You can use git reset with a path to effectively copy the files from a commit on remoteB to your current state. If you're currently sitting on the commit at the HEAD of remoteA, that might do what you want.
Let's assume you have the latest release state in remoteB/releaseN.
Let's also assume you have a branch called published on remoteA, where you want to push one commit jumping right to remoteB/releaseN without the history.
The recipe
git checkout published # must have remoteA/published as upstream git merge remoteA/published # just in case, to make sure it's in sync cd <root directory of your sandbox> git reset remoteB/releaseN -- . git commit -m"jumping to releaseN" git push remoteA published git reset --hard
Explanations
In the first two commands, I'm just making sure you're on branch published, with should have remoteA/published as its upstream, and be up to date to with.

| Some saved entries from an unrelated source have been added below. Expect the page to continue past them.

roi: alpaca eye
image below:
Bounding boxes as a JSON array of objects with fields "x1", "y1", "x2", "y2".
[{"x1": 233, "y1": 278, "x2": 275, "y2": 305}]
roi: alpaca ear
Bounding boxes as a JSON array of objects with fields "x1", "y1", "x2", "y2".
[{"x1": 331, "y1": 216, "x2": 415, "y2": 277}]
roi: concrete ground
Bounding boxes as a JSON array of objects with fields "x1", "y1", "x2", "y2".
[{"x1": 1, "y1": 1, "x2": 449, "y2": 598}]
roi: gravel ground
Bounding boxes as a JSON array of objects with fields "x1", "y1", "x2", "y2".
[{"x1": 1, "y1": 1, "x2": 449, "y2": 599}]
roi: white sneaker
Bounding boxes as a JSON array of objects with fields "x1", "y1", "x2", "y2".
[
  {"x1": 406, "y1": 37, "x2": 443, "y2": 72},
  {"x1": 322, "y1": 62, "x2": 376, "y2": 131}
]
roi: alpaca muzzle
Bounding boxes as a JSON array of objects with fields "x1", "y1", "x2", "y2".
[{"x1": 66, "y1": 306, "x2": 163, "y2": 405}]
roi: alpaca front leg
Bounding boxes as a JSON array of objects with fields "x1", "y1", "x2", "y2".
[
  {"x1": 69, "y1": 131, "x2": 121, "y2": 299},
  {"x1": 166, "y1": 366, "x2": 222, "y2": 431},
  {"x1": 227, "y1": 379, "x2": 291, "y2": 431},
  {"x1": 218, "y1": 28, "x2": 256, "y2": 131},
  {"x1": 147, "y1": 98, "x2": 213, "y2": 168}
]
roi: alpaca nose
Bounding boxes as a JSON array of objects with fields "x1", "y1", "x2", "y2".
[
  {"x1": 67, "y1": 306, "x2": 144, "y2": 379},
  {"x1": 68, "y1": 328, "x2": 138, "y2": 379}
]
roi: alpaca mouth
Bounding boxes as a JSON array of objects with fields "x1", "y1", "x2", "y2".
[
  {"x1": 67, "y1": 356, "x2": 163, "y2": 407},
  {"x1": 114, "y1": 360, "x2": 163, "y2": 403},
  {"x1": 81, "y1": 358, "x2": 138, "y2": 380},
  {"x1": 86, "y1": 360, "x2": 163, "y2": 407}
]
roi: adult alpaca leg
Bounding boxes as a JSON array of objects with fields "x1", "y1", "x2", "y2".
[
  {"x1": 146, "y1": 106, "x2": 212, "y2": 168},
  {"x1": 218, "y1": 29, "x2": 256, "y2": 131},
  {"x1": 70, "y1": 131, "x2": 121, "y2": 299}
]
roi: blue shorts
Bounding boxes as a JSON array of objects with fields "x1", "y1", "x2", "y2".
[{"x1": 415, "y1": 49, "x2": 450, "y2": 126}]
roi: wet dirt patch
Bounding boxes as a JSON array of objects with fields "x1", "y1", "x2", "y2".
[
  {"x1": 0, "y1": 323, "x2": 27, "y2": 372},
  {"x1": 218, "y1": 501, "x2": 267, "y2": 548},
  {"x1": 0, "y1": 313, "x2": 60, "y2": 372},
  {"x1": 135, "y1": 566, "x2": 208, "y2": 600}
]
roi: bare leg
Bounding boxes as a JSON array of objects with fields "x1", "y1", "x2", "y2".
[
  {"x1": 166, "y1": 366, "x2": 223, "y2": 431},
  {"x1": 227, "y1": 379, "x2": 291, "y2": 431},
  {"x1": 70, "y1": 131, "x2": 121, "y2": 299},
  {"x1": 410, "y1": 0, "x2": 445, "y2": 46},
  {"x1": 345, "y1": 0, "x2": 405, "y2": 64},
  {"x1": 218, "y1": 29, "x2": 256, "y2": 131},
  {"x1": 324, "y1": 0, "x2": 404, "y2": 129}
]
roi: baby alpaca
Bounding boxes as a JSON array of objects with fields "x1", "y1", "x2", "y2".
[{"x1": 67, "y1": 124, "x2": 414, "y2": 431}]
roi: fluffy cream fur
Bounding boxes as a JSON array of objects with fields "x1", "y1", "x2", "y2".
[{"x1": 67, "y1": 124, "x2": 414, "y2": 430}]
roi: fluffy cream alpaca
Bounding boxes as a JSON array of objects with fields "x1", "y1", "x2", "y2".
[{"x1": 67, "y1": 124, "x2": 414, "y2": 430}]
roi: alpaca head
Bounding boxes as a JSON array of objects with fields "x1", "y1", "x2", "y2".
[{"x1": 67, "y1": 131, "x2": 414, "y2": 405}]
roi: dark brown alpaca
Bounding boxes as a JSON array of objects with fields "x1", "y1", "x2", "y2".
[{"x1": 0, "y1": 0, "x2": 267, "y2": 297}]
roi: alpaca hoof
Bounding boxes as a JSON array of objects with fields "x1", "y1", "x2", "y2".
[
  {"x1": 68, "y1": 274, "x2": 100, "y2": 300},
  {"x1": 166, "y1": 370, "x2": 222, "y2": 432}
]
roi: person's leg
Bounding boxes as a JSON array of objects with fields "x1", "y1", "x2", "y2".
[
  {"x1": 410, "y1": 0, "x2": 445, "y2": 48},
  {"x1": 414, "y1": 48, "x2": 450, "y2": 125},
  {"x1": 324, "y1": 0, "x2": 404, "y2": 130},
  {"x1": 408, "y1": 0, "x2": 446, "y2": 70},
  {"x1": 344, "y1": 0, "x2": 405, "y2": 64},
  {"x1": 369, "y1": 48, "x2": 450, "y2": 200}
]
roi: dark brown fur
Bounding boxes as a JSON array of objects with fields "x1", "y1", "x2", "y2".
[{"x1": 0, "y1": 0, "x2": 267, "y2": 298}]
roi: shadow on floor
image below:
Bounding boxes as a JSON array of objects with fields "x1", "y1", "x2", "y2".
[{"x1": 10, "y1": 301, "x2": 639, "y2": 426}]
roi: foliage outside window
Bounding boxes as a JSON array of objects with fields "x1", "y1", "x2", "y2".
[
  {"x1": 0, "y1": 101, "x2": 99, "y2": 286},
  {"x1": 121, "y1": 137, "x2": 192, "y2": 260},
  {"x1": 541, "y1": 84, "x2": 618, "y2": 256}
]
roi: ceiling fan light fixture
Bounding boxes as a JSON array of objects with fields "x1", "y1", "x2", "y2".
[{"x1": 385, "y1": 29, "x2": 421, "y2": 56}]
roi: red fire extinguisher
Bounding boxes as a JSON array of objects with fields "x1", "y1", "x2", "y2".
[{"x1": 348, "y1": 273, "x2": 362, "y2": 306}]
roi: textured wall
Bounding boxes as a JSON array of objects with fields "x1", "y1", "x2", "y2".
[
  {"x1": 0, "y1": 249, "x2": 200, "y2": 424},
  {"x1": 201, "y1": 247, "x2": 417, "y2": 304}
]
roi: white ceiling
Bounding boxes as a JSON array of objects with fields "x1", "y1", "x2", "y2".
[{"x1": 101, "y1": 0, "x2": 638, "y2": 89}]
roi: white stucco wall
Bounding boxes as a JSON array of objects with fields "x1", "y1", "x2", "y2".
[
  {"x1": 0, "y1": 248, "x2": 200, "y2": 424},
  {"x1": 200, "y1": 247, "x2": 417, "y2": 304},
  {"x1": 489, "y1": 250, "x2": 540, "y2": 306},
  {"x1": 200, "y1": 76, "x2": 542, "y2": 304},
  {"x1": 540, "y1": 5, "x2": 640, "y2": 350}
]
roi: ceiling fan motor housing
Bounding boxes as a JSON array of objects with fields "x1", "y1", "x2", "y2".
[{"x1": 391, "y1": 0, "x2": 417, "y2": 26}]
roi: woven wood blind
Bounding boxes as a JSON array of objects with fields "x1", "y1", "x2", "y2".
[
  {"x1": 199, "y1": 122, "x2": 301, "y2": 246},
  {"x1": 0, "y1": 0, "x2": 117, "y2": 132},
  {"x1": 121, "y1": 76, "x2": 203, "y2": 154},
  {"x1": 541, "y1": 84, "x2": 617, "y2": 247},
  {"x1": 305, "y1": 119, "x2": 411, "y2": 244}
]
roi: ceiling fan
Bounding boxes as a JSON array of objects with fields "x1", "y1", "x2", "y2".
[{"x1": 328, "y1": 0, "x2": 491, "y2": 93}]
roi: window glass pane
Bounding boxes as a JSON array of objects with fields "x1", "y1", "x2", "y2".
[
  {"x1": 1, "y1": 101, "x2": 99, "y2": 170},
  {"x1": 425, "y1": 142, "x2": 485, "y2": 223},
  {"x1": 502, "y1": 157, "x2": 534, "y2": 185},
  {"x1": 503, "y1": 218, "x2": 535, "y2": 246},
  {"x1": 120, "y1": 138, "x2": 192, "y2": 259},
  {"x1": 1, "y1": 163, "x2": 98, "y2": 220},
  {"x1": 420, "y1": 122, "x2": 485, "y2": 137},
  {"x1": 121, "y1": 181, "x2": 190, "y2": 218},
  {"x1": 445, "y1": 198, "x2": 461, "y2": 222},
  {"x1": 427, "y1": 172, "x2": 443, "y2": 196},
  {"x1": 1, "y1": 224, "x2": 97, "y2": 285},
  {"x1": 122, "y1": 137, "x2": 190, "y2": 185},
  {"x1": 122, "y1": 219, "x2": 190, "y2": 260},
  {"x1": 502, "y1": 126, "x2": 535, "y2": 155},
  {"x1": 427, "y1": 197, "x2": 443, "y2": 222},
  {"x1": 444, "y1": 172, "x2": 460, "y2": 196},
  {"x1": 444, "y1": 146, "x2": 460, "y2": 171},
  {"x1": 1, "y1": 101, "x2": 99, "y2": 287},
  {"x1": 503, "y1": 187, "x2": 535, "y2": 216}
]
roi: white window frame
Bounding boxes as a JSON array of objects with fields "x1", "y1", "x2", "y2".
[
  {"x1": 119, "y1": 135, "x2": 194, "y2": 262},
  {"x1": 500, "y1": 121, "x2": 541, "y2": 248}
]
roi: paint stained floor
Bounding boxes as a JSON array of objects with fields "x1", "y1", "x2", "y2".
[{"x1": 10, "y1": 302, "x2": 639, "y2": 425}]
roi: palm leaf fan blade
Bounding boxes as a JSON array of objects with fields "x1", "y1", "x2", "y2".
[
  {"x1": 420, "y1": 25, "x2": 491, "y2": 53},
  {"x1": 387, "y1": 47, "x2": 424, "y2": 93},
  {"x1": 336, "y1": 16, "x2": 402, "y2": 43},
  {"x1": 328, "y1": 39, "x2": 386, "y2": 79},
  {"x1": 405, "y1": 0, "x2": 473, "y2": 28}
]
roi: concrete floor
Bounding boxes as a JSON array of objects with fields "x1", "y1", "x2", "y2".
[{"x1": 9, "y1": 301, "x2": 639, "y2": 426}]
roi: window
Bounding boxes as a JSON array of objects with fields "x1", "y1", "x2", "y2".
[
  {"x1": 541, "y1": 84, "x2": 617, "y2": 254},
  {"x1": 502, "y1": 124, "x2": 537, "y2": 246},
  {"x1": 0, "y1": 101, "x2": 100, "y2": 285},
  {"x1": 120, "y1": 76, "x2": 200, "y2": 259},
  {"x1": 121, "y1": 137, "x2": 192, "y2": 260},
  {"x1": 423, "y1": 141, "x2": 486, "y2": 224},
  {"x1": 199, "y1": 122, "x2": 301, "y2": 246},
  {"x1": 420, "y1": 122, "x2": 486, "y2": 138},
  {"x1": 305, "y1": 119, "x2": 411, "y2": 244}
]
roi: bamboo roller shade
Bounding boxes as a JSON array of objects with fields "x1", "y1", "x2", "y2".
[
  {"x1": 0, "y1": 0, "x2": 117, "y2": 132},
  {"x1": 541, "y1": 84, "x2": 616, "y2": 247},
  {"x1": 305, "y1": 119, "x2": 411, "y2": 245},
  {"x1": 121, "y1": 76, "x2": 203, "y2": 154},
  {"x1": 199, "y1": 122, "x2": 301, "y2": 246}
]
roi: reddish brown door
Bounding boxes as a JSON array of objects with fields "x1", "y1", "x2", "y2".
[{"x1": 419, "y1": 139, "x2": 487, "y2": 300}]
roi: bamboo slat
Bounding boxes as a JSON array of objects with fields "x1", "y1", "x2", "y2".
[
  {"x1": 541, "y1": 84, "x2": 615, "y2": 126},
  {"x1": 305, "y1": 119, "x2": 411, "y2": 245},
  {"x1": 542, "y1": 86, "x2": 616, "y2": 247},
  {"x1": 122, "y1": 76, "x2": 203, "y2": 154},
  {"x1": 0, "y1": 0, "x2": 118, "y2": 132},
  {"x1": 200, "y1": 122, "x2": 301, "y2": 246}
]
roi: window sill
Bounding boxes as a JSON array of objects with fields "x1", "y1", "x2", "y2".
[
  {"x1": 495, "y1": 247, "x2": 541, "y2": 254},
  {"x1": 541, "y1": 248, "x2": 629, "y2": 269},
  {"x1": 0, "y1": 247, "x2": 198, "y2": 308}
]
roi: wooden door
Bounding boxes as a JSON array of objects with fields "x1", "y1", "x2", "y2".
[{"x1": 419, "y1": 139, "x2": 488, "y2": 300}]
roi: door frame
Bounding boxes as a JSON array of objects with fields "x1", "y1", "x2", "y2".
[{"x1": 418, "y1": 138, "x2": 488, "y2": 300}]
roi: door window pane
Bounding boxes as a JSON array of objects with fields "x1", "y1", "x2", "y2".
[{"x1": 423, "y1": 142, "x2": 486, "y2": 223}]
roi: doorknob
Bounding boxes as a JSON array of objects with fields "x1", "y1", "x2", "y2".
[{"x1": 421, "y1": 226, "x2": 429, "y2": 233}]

The git reset remoteB/releaseN -- . command, run from the root directory of your sandbox, "copies" all files in . from their state in remoteB/releaseN to the cache, though it does not change your working files. So a commit here will create the commit you want, with no history, which you can then push.
Since the reset operation didn't change the files in the sandbox, only the cache, I added a hard reset at the end, to sync your sandbox with the commit you just made.
Limitations
This technique only creates the "copy" commits. If you wanted tags too, manually recreate and push them in a different sandbox with only remoteA as remote if you want the same names. If you try to push them from your sandbox with the two remotes with the same names, you'd have a collision since those tags are pointing to unrelated commits between the two remotes.